C’est à compter de ce lundi que les employés de la fonction publique québécoise doivent être de retour au bureau «minimalement trois jours par semaine».
La présidente du Conseil du trésor, France-Élaine Duranceau, en avait fait l’annonce, le 3 décembre, en même temps qu’elle avait annoncé une réduction graduelle des effectifs de la fonction publique sur deux ans.
«Nous reconnaissons que le monde du travail évolue. C’est pourquoi nous ramenons les employés de l’État au bureau trois jours par semaine», avait-elle déclaré.

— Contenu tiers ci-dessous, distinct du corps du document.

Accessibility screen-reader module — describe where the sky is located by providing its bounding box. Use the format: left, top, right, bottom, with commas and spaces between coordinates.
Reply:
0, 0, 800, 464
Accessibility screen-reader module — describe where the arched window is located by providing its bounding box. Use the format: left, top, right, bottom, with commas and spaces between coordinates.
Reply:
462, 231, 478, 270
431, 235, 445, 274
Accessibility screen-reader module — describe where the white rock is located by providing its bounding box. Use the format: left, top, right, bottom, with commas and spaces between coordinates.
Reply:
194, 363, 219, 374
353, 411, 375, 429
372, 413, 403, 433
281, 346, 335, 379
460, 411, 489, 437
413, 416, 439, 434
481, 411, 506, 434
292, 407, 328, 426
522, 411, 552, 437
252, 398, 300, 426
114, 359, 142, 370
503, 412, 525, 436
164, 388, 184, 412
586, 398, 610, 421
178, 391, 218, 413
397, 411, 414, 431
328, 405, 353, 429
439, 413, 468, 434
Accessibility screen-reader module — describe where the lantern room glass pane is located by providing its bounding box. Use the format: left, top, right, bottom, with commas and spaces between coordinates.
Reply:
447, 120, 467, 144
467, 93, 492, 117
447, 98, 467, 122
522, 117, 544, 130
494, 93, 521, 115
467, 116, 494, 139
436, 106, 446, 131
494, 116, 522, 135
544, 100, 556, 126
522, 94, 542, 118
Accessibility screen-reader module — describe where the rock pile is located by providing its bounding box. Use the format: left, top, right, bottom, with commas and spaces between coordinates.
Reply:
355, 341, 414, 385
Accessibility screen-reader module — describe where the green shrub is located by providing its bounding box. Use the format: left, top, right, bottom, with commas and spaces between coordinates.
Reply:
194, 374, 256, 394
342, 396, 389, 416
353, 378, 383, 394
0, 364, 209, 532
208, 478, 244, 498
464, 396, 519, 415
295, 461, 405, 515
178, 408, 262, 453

Ce retour au bureau se fait à reculons, rapportent les deux grands syndicats qui représentent les fonctionnaires du gouvernement du Québec, soit le Syndicat de la fonction publique et parapublique du Québec (SFPQ) et le Syndicat .des professionnels du gouvernement du Québec (SPGQ).
En entrevue lundi, Christian Daigle, président général du SFPQ, a reproché au gouvernement d’avoir pris la décision d’imposer le retour au bureau trois jours par semaine pour plaire aux gens d’affaires.
«C’est vraiment une demande qui est faite pour répondre à un besoin des Chambres de commerce de pouvoir ramener du monde dans les centres-villes. C’est simplement ça. Parce que s’il y avait une préoccupation réelle de la situation, on l’aurait fait autrement, à ce moment-là; on aurait laissé aux ministères et organismes la possibilité de pouvoir ajuster les choses», a commenté M. Daigle.
Selon lui, il n’y a «pas de plus-value» à passer de deux jours par semaine au bureau à trois, ni en termes de productivité, ni en termes d’absentéisme, ni en termes de travail d’équipe.
Il note que certains ministères ont déjà reporté le retour au bureau trois jours par semaine à plus tard, parce qu’ils n’étaient pas prêts lundi. Certains manquent d’espaces à bureaux, parce qu’il y a eu des réaménagements, d’autres sont conscients de la grogne des fonctionnaires, relate-t-il.
De son côté, le président du SPGQ, Guillaume Bouvrette, a dénoncé le manque de flexibilité, de latitude laissée aux ministères et organismes. Il a aussi critiqué l’imposition «mur à mur» de la politique, sans tenir compte des réalités de chaque ministère ou organisme.
En faisant son annonce, le 3 décembre, la ministre Duranceau avait expliqué que «cela permettra de renforcer la collaboration, la cohésion et le sentiment d’appartenance, tout en favorisant la créativité, le mentorat et l’intégration des employés dans leur équipe. Cette mesure contribuera également à rendre le travail d’équipe sur les dossiers complexes plus fluide, à réduire les délais décisionnels et à cultiver des liens de proximité entre gestionnaires et employés».